Toparlayacak olursam, biyografi filmlerinden aslında hiç hoşlanmadığımı ve Donald Trump’ın da azıcık bile ilgimi çekmeyen bir figür olduğunu düşünürsek, bunlara rağmen son derece keyif aldığım bir film olması gerçekten beni de şaşırttı. Hatta sanırım onca ilgi çekici insanı (örneğin Freddie Mercury, Marilyn Monroe vb.) anlatan biyografi filmlerinden bile daha sürükleyici olduğunu söyleyebilirim. Bunun sebebini de prodüksiyonun ve kadronun başarısına kolayca bağlayabiliriz. Oyunculuklar dışında en çok beğendiğim faktör filmin montajı oldu. Sahneler arası bağlantılar ve geçişler o kadar yerindeydi ki, kurgu seyirciyi asla kaybetmeyecek şekilde tasarlanmış. Ses ve prodüksiyon olarak da çok beğendiğimi söylemeliyim, özellikle 70’ler ve 80’ler New York estetiği o kadar iyi yansıtılmıştı ki!
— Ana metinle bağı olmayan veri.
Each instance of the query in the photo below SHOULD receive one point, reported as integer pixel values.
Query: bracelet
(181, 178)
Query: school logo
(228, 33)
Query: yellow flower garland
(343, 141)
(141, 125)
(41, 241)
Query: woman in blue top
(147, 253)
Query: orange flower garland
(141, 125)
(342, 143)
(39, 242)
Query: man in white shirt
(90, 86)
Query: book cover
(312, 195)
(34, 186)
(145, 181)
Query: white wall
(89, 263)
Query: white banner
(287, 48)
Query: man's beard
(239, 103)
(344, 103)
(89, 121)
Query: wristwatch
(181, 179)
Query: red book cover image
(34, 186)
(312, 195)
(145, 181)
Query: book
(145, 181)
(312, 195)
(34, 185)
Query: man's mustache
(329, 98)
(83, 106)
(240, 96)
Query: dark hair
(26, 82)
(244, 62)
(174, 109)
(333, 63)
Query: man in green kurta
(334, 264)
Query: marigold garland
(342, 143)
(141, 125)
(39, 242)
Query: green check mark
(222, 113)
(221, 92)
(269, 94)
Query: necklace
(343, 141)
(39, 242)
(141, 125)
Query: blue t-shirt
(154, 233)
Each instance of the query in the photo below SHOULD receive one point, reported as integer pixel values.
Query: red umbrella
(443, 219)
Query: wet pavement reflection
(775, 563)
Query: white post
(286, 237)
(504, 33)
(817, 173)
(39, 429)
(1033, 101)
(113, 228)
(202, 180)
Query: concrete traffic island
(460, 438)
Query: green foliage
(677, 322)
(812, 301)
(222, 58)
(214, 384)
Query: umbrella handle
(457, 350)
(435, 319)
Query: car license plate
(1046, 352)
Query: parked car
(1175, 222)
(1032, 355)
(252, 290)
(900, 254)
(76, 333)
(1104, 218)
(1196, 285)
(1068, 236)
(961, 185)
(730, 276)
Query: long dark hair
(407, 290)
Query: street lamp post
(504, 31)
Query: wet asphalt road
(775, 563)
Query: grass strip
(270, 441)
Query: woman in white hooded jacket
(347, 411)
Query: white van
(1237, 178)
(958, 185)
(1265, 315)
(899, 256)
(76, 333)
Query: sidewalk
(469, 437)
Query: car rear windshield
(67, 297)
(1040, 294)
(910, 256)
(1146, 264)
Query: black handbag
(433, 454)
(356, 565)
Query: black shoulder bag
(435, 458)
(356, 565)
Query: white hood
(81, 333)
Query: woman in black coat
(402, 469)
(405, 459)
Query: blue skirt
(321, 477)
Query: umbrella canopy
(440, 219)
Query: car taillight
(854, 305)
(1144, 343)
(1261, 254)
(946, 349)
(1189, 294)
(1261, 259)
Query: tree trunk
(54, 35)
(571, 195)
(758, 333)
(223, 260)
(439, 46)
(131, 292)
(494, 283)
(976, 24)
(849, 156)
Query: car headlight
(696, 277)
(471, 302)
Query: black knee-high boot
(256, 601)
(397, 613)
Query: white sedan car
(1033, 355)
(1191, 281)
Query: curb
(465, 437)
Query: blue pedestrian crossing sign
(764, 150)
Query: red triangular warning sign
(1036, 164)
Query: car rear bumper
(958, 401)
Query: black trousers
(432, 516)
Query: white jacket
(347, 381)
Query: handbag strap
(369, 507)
Asıl hedef kitlesinin yer aldığı ülkede neredeyse vizyona giremeyecek olan The Apprentice, geçtiğimiz haftalarda Amerika da dahil birçok ülkede gösterime başladı. Donald Trump’ın da filmi izlediğini ve sosyal medya hesaplarından oldukça agresif bir “review” yazdığını da eğlenceli bir bilgi olarak paylaşmak isterim. Bu filmin tam da seçimler arifesinde kendisi adına bir karalama kampanyası olduğunu ve anlatılan çoğu şeyin gerçek olmadığını belirtmiş. Sansasyonel bir basın turu gerçekleştiren bu filmi ödül sezonunda da takip ediyor olacağım. Sonraki yazılarda görüşmek dileğiyle!